Association of metformin with cardiovascular and graft outcomes in kidney transplant recipients with posttransplantation diabetes mellitusopen access
- Authors
- Lee Dongyeon; Jung Jiyun; Kim Sichan; Lee Jaeyun; Lee Jangwook; Baek Chung Hee; Kwon Hyunwook; Shin Sung; Kim Younghoon; Shin Sung Joon; Park Su-Kil; Park Jae Yoon; Kim Hyosang
- Issue Date
- Jan-2026
- Publisher
- 대한신장학회
- Keywords
- Cardiovascular disease; Diabetes mellitus; Graft survival; Kidney transplantation; Metformin
- Citation
- Kidney Research and Clinical Practice, v.45, no.1, pp 86 - 98
- Pages
- 13
- Indexed
- SCIE
SCOPUS
KCI
- Journal Title
- Kidney Research and Clinical Practice
- Volume
- 45
- Number
- 1
- Start Page
- 86
- End Page
- 98
- URI
- https://scholarworks.dongguk.edu/handle/sw.dongguk/63641
- DOI
- 10.23876/j.krcp.23.085
- ISSN
- 2211-9132
2211-9140
- Abstract
- Background Posttransplantation diabetes mellitus (PTDM) is a crucial problem after kidney transplantation. We aimed to determine whether metformin affects cardiovascular and graft outcomes in patients with PTDM.
Methods This retrospective cohort study included 1,663 kidney transplant recipients without preexisting diabetes mellitus. The patients were divided into metformin and non-metformin groups, with matched propensity scores. We also estimated metformin’s effect on percutaneous coronary intervention (PCI), major adverse cardiovascular events (MACEs), acute rejection, and graft failure.

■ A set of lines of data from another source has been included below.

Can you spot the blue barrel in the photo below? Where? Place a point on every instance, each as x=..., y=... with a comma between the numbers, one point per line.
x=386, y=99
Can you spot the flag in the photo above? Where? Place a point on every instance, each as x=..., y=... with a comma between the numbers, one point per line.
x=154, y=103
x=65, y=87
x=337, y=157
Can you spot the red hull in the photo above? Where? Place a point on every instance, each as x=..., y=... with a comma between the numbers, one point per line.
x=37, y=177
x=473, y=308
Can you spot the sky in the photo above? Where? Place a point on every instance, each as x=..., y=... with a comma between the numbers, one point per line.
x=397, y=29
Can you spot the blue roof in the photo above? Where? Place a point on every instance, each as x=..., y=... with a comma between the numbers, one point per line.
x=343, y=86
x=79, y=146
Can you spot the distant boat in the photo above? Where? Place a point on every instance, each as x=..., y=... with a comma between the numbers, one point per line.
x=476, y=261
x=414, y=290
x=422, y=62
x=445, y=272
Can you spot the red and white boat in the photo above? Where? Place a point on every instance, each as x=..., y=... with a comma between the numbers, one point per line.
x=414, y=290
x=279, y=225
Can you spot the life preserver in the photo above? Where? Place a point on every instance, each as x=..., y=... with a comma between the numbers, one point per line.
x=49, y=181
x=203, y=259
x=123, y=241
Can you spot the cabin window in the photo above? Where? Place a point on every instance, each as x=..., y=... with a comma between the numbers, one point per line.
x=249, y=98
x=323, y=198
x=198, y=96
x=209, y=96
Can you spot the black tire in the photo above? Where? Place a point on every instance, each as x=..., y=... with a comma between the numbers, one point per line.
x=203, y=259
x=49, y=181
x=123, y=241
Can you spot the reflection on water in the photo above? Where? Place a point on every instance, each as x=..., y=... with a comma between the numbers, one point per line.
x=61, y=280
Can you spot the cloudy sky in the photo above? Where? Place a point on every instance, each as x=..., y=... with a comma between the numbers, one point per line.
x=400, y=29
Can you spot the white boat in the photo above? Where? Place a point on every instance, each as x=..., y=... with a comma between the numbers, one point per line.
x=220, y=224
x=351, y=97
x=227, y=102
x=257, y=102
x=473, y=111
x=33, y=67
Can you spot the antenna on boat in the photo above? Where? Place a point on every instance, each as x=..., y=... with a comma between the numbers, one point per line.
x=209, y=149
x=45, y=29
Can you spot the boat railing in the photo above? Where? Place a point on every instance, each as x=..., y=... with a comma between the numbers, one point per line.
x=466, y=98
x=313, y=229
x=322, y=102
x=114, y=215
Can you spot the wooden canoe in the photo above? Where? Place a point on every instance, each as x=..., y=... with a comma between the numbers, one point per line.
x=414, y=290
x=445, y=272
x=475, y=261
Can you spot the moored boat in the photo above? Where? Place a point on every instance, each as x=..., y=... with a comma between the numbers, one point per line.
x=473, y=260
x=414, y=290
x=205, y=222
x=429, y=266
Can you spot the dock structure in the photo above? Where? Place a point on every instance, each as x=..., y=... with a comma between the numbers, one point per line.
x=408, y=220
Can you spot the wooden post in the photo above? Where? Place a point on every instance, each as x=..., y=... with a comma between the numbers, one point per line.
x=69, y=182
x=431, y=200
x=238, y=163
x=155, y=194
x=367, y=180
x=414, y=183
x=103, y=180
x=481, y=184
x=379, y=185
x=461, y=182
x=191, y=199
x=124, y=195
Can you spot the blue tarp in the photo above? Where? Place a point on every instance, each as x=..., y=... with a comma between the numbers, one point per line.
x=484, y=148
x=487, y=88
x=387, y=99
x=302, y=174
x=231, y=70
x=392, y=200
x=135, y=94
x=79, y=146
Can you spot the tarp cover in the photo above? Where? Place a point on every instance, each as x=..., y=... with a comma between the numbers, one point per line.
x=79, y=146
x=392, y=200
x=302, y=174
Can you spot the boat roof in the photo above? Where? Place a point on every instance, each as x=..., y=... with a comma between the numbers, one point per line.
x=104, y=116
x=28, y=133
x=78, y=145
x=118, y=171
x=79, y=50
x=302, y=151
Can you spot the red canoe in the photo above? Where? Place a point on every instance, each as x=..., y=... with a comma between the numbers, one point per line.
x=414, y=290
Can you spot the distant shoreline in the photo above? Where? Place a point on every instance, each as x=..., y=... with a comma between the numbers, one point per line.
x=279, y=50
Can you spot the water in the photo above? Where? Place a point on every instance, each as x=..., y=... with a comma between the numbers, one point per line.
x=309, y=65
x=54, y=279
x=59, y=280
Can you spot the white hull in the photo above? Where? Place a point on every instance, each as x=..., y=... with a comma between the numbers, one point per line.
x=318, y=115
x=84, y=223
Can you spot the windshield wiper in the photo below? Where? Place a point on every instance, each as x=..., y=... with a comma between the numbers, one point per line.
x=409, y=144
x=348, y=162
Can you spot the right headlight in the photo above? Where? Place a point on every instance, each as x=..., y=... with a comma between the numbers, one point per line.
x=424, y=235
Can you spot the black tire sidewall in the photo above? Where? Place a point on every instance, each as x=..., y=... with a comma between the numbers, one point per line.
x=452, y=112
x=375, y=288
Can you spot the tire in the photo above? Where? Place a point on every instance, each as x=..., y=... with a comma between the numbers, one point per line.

Results Of 634 recipients with PTDM, 406 recipients were treated with metformin. The incidence of PCI was 2.4% and 7.1% in the metformin and non-metformin groups, respectively (p = 0.04). The metformin group exhibited a lower risk of PCI in Cox regression analyses (hazard ratio [HR], 0.27; 95% confidence interval [CI], 0.10–0.77; p = 0.014), especially in subgroups with male sex, age over 49 years (median), long-term metformin use (mean of ≥1,729 days), and simultaneous tacrolimus administration. Long-term metformin use was also associated with lower incidence of MACEs (HR, 0.09; 95% CI, 0.01–0.67; p = 0.02). Incidence of graft failure was 9.9% and 17.0% in the metformin and non-metformin groups, respectively (p = 0.046). Both long-term use and higher dose of metformin, as well as tacrolimus administration with metformin, were associated with a lower risk of graft failure (HR, 0.29; 95% CI, 0.11–0.75; p = 0.01; HR, 0.39; 95% CI, 0.18–0.85; p = 0.02; and HR, 0.39; 95% CI, 0.19–0.79; p = 0.009, respectively).
Conclusion Metformin use is associated with a decreased risk of developing coronary artery disease and better graft outcomes in PTDM.